I have so much useless information in my head...
"Arr" was the old norse word for warrior, which I think is funny 'cause it makes me think of pirates...
Boadicea - an old acquaintance (if you can call her that) of Xena's on the show - was actually a queen in ancient Britain. Though Caesar did invade Britain, Boadicea did not fight the Romans until 90 years later. Caesar invaded Britain in 55 BC once and was defeated; later he came back and fought for a time, but, having made his point, left again. 90 years later the Romans returned, and fought with the British people for over 8 years (southeastern Britain was eventually annexed as a Roman providence). It was then that Boadicea actually fought the Romans, but lost and was either poisoned or poisoned herself. Her name is also often seen as Boudicca, Boudicea, or other names, all based off the word "victory" (which is rather ironic).

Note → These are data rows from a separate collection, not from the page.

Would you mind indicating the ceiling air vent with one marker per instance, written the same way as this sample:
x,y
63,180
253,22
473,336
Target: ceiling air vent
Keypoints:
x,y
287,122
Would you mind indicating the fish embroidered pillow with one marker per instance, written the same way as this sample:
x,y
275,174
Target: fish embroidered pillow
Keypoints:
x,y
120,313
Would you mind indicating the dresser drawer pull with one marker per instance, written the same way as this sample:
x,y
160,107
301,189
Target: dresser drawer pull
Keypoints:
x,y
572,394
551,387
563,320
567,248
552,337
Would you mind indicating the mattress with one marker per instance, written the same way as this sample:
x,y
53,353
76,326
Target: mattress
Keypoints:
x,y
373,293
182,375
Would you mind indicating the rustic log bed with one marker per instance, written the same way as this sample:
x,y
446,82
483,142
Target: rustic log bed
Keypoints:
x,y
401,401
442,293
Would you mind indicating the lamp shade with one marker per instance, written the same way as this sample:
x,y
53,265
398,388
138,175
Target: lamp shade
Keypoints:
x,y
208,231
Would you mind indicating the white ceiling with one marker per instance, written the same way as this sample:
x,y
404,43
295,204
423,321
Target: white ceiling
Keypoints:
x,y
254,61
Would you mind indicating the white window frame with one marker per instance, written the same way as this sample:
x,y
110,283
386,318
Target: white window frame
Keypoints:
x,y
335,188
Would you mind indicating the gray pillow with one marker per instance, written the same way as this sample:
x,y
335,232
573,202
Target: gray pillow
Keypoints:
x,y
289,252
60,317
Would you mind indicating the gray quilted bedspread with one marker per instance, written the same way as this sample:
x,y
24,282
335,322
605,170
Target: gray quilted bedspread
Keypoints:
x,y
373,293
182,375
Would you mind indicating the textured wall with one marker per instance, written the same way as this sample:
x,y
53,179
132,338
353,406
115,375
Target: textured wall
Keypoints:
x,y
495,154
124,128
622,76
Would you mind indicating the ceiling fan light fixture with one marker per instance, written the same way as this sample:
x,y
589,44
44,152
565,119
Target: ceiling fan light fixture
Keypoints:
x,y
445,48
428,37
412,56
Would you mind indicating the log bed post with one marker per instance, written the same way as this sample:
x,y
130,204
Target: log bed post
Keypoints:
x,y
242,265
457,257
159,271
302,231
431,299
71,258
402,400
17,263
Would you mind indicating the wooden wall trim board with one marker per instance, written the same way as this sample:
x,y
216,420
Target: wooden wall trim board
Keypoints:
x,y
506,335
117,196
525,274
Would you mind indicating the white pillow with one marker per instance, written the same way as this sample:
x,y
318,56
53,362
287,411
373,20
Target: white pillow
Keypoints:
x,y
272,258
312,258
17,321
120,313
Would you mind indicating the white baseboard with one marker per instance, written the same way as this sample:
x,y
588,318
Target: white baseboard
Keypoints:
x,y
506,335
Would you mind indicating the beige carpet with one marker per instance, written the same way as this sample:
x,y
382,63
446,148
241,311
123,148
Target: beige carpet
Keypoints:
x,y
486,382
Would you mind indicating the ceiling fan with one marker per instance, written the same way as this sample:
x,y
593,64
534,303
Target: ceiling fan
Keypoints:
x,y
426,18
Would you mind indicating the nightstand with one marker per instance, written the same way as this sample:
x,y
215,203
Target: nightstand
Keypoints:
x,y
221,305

..Haha...well, I got that bit of information because I'm writing a paper for US History about the history of the English language and the history of England itself is naturally essential to it.
A girl told me they put seaweed in ice cream. ...I'm not sure if that's true or not...
(In other news, I just fell out of my chair and hit the ground hard enough to make my kitten puff up in surprise, haha. It was pretty funny.)
Edit: I suck at the typings.
Edit 2: I said female when I meant male and male when I meant female. D'oh! *facepalm*
Edit 3: ...I don't know why I decided to add this, but it's after midnight and all sensibility has left me. (I was reading through some of the pages I'd skipped when replying and suddenly remembered it.) In any case, cats possess an extra organ in their mouths called the vomeronasal organ. It allows them to taste and smell things at the same time. They use it by opening their mouths, licking whatever it is they're trying to get more information about, and then pressing their tongue to an opening behind their top teeth. When you see a cat sitting there with its mouth half open and a goofy look on its face, that's what it's doing. It allows a cat to process twice as much information about someone or something than just tasting or smelling alone.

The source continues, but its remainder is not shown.